Gerúndio antecedido de preposição
Portuguesíssima
Perguntaram-me, na semana passada, se em português existe a construção em + gerúndio. Já existia no português arcaico, questão tratada em tempos no Assim Mesmo. O gerúndio é, juntamente com o infinitivo na construção para + infinitivo, a única forma verbal que pode vir regida de preposição, e usa-se para expressar tempo, hipótese ou condição. Tempo: «Em aparecendo o Sol, as névoas começam a sua missão agitada» (As Ilhas Desconhecidas, Raul Brandão).
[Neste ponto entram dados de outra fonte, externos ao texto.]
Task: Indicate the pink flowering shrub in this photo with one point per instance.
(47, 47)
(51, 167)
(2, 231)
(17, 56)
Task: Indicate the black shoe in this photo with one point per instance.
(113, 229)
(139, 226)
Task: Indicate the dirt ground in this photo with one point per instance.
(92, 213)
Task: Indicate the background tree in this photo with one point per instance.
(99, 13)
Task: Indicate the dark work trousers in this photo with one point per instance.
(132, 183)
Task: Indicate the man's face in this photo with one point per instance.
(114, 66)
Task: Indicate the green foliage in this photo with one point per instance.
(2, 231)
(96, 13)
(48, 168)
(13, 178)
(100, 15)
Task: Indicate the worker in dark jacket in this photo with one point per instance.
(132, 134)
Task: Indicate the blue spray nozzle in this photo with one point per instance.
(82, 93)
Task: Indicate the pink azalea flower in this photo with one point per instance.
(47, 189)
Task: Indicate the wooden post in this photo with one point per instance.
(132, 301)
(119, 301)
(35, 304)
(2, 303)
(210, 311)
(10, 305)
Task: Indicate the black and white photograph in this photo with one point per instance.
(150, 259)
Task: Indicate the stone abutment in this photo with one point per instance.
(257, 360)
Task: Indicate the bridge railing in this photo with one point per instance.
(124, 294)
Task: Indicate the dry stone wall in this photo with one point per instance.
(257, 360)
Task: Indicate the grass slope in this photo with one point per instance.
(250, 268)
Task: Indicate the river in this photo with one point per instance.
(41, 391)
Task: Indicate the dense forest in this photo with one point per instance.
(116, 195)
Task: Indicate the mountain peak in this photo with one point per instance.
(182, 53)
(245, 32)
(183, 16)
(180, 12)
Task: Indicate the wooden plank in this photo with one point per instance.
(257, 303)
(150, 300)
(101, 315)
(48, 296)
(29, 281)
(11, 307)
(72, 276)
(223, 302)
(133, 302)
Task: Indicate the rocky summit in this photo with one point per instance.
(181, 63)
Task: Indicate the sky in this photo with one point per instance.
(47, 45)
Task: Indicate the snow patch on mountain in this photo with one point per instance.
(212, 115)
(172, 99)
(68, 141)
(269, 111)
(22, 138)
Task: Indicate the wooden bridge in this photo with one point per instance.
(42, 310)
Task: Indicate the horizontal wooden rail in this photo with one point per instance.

Hipótese: «Em se tratando de maroteira mestra, não só metias os teus dois oiros de eloquência choca em teus discursos, mas sempre aparecias com um projecto de decreto, com um projecto de lei» (Tripa por Uma Vez, José Agostinho de Macedo)*. Condição: «Em fazendo isto, poderás vir, e ver-me» (A Santa Bíblia, P.e António Pereira de Figueiredo).
[Texto 6479]
* Errou, pois, o consultor do Ciberdúvidas A. Tavares Louro ao afirmar («“Em se tratando” = “tratando-se de”», 6.10.2004, aqui) isto sobre a estrutura em apreço: «Parece-nos que a forma apresentada corresponde a um galicismo, dado que na língua francesa existe o “gérondif”, em que o particípio presente é precedido de en. Exemplo: “Il lit en se promenant”, que se pode traduzir por “Ele lê passeando”, “Ele lê a passear” ou “Ele lê enquanto passeia”. Talvez seja melhor substituir “Em se tratando...” por “Tratando-se de...”, “Quando se trata de...”. Parece-nos que o conjunto “Em se tratando” é uma má tradução da forma francesa “En s’agissant”.»